You have to admire some people for their sheer bloody-mindedness: when Colin Roberts and Mandy Coghlan discovered their cannabis farm had been stolen, they picked up the phone and called 999.

When the police in Stoke-on-Trent turned up to arrest Roberts for producing the drug, his partner threatened officers with an air pistol.

Astonishingly, they ended up in court, even though they were the victims of the piece.

This may be the time to reprise Norfolk police's advice to the public on how to spot the signs that a cannabis factory is operating in a house in your neighbourhood.

They include:

•The curtains at the property are constantly closed.

•There is a lot of noise when someone moves into a property, but afterwards no one seems to be living there.
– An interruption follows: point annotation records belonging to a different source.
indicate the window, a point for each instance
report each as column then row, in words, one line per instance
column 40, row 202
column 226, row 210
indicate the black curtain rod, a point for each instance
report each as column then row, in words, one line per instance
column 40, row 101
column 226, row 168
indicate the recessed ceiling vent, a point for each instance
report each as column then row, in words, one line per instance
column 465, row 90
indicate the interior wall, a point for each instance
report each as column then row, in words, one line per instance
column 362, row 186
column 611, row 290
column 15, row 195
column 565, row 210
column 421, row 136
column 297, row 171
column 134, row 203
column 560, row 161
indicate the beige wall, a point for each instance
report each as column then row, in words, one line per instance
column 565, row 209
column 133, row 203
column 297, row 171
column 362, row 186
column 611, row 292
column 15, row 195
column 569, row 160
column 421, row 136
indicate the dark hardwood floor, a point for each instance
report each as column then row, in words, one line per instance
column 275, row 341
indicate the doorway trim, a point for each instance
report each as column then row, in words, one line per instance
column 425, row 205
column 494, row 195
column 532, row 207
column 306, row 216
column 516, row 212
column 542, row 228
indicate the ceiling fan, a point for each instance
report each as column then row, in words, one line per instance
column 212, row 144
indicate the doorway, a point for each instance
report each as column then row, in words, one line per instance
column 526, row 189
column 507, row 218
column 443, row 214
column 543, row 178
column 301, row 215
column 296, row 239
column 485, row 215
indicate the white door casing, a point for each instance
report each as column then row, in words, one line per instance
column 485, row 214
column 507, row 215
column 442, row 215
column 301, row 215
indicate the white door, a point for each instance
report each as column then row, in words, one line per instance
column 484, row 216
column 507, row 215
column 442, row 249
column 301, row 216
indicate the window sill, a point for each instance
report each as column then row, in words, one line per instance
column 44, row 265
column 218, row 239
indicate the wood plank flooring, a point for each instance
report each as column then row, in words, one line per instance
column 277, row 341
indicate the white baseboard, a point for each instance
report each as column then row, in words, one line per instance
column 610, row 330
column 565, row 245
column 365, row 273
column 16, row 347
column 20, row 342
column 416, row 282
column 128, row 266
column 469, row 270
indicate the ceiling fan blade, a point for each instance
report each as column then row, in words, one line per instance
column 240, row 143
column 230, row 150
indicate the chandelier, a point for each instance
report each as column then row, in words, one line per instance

•There is a strange smell.

These indications are similar, although subtly different, to spotting the signs you might be living next door to a murderer that 'keeps himself to himself', medical students or a corpse.

Other signs that you might be living next door to a cannabis factory are as follows:

•You live next door to a 'dream' neighbour who is silent, doesn't take your parking space and hasn't noticed that you always fill up their recycling bins.

•Your teenager children shun standing in desolate bus shelters drinking lurid alcopops and spitting at strangers in order to sit in your garden, inhaling.

•The birds on top of the chimney stack next door are singing Bob Marley's One Love.

•You keep meaning to ask the nice, laidback man you saw moving in 10 months ago for the secret to his green-fingered success: you kill houseplants in a week, the ones you can see in his back bedroom are six feet tall.

Roberts and Coghlan were given 12-month prison sentences, suspended for two years.

Their cannabis is still missing in action, presumed smoked.